И тебе показалось, что произнесла она это с усмешкой. Да-да, с какой-то искаженной, психопатической усмешечкой. И ты умолкла, и уже ступать и идти старалась так, чтобы совсем не было слышно. И стало еще стыднее — и за навязчивость свою, и за болтовню, и за кривляние — за все. И только через много десятков шагов и через такое же множество колыханий рюкзака за плечами, и через неизвестно какое число перекладываний с руки на руку этой дурацкой корзинки ты почувствовала, что стыд начал проходить, и ты постаралась трезво разглядеть то уродливое, что выглянуло из-за скупых и будничных слов «меня бросили». Вот как оно бывает — «у каждого свое»… Это становилось невыносимо — к гнету собственного «своего» добавилось Верино. Надо было отвлечься. И ты настойчиво, отпихивая все остальное, начала думать про ученого и журналиста, и вот тебя вдруг осенило, что из сложившейся ситуации можно и нужно извлечь выгоду. Ты ее четко увидела выгоду; это приободрило. Забил ключ новой надежды.
— Знаешь, Верочка, милая, я тебе сейчас скажу одну вещь, а ты рассуди, совсем свихнулась твоя попутчица или еще что-то соображает. Пусть тебя бросили, а я, допустим, сама бросила — пусть! По идее, тут большой разницы и нет. И раз так, то мы должны влюбиться. Не зря, Вера, нам такой случай выпал, что мы с тобой одни и они одни, ученый и журналист. Мы свободны и они свободны. Одни, на природе, вне дома они всегда свободны. О, я знаю, какими они могут быть вне дома! Мы пойдем с ними — и все! Мы им сделаемся нужны! Они просто не смогут не оценить такого подарка! Мы будем им помощницами, хозяйками, любовницами — пусть! Зато мы уравняемся с теми, кто нас оставил или кого мы принуждены были оставить. Мы должны это сделать, должны! Так мы вернее придем к цели.
Вот какую ты увидела выгоду, вот что творилось с тобой, и вот что ты собиралась ей сказать. Но ты ей ничего такого не сказала, ты подумала, что скажешь позже, когда вы больше сблизитесь. А потом ты подумала, что, скорее всего, никогда этого не скажешь, потому что уже успела сказать:
— Не слушай меня, я все сочиняю, меня тоже бросили… — Тихим, сдавленным, дрожащим голоском произнесла ты такие слова, и с трудом удержалась, чтобы не разреветься в голос: ты впервые допустила, что это, возможно, и в самом деле так.

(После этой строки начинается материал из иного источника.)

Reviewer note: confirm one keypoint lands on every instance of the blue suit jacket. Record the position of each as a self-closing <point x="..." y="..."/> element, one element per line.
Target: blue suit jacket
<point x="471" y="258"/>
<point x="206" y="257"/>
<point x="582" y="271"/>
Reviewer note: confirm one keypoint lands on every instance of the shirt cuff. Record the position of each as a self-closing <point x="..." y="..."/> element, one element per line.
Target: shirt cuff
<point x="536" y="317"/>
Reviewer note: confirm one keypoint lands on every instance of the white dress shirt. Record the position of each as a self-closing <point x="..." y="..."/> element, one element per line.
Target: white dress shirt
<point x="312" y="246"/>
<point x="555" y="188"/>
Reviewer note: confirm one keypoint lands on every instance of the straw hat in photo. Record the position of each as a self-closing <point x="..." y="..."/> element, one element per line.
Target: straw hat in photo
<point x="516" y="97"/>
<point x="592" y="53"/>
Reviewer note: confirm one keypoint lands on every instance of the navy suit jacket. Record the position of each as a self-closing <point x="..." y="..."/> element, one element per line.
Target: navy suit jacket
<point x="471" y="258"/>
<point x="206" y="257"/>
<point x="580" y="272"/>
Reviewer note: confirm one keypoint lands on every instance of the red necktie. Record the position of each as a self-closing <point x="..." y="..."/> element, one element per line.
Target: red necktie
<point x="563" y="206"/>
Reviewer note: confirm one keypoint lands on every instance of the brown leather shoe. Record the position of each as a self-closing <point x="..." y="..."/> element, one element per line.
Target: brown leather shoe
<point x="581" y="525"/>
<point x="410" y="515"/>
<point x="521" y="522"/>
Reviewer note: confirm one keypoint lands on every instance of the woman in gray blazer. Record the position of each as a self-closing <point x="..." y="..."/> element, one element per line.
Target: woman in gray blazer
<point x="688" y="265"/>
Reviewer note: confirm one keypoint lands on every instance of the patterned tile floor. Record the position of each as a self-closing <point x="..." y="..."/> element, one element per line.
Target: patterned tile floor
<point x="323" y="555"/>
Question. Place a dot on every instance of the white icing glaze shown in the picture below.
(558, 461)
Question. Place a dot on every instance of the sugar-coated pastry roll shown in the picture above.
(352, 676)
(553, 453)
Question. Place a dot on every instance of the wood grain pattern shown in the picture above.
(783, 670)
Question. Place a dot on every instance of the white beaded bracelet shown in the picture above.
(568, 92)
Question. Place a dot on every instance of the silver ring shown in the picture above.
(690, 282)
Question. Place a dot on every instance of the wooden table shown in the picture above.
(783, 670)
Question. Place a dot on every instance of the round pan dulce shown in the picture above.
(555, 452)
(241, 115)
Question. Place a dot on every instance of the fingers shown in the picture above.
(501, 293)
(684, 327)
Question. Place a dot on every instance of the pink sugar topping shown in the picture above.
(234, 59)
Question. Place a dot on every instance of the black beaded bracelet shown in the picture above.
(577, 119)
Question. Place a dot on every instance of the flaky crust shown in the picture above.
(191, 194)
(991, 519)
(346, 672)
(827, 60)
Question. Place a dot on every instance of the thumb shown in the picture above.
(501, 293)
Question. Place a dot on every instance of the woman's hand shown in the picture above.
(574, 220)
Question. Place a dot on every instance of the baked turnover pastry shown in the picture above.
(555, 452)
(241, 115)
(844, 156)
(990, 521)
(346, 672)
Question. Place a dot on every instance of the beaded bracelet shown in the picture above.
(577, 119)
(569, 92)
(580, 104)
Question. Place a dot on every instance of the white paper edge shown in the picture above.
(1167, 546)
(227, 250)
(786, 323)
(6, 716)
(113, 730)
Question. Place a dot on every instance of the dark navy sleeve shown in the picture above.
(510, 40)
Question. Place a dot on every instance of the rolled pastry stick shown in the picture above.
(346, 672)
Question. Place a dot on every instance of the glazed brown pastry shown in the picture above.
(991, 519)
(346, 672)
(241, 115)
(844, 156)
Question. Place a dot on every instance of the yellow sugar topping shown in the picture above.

— Мне все равно, — пробормотала Вера.
Ты искоса взглянула и увидела, что ей действительно все равно; она шла, словно спала на ходу, тем же самым, мерным и вялым, шагом, каким несколько часов назад выходила из Рощей.
— Я все-таки рехнулась, — сказала ты.
Был уже настоящий рассвет.
Молчит. Голову свесила, волосы рассыпались, закрыли лицо.
— Вдвоем все же веселее… Все же тридцать километров…
Молчит.
— Может, в самом деле надо было остаться. Как та женщина советовала. Подыскали бы ночлег…
Ну оглянись же, оглянись!.. А чего ей оглядываться… Никто больше не идет, нет других ненормальных…
Ах, и пусть себе молчит. Если ей так удобней, лучше. Не на разговоры ведь прибыла. Какие тут могут быть разговоры? Зачем?.. Да, не нужны, совершенно излишни. Это ты разболталась, как истеричка. Ну давай, давай, выкладывай! И про «разрушение», и про «угнетение любовью», и про скрип тормозов под окнами…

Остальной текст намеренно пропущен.